Transfer learning is a fundamental concept in AI that allows a model trained on one task to be adapted to another, leveraging its pre-existing knowledge. Multi-task fine-tuning expands on this by enabling a model to handle multiple related tasks simultaneously. These approaches significantly reduce training time, improve generalization, and enhance sample efficiency.
Transfer learning enables a model trained on a source task to be fine-tuned for a target task, reducing the need for extensive labeled data. This is particularly valuable for large language models (LLMs) and deep learning architectures.

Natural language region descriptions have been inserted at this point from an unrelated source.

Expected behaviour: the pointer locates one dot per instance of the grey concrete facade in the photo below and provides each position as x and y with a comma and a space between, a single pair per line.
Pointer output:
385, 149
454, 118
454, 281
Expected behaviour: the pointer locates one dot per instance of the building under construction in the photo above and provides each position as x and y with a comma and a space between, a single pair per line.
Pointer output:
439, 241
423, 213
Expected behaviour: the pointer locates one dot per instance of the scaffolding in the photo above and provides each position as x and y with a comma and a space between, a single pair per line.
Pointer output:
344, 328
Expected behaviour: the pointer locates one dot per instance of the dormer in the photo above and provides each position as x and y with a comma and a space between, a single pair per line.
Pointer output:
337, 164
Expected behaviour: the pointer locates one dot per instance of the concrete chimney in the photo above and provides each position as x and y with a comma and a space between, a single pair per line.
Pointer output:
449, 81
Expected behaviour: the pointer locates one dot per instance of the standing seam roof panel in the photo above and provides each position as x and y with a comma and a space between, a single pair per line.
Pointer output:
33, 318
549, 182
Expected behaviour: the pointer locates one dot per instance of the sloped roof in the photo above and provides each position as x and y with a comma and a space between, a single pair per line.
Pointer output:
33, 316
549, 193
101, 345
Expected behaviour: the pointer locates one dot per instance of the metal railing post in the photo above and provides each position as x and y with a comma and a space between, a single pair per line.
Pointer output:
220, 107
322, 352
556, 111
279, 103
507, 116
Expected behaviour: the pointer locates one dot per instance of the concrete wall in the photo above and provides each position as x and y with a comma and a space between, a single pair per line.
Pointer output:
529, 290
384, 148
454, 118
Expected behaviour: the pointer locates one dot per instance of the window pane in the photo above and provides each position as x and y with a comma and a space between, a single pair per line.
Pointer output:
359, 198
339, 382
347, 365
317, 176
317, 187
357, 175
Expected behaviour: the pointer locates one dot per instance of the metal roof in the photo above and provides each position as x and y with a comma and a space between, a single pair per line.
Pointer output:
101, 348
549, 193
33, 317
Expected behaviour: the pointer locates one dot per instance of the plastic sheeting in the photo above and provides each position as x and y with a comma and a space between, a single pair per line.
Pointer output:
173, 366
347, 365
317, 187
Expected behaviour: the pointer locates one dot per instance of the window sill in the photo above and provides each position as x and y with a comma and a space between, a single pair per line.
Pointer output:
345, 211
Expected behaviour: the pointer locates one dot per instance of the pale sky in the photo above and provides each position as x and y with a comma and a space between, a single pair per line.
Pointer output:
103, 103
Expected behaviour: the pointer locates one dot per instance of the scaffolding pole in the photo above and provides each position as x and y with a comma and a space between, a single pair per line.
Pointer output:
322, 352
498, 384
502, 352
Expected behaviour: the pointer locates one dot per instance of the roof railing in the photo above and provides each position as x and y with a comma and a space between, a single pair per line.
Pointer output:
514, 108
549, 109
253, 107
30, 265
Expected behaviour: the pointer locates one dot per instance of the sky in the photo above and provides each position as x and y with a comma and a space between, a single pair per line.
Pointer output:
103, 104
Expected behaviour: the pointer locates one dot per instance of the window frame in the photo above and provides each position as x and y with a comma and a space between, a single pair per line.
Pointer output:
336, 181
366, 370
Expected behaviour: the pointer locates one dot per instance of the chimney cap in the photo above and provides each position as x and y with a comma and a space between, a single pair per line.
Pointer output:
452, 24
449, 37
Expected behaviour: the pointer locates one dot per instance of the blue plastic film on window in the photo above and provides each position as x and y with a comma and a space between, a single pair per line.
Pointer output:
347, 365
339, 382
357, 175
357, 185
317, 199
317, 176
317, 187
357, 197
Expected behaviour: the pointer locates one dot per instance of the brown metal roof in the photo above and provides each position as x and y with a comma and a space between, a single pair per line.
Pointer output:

Feature-Based Transfer Learning
Fine-Tuning-Based Transfer Learning
Multi-task fine-tuning trains a single model on multiple related tasks, allowing it to generalize better across them. This is useful in low-data scenarios and reduces the need for training multiple models.
Adapter-Based Multi-Task Learning
from transformers import AutoModelForSeq2SeqLM, AutoTokenizer, Seq2SeqTrainingArguments, Seq2SeqTrainer, DataCollatorForSeq2Seq
from datasets import load_dataset, Dataset, DatasetDict
import torch
import numpy as np
import os
# Step 1: Choose a Pretrained Model
model_name = "t5-small"
model = AutoModelForSeq2SeqLM.from_pretrained(model_name)
tokenizer = AutoTokenizer.from_pretrained(model_name)
# Step 2: Load and Prepare Multi-Task Data
# For sentiment analysis - use a smaller subset
print("Loading sentiment analysis data...")
sentiment_data = load_dataset("imdb", split="train[:500]")
# Create a small custom translation dataset to avoid disk space issues
print("Creating custom translation dataset...")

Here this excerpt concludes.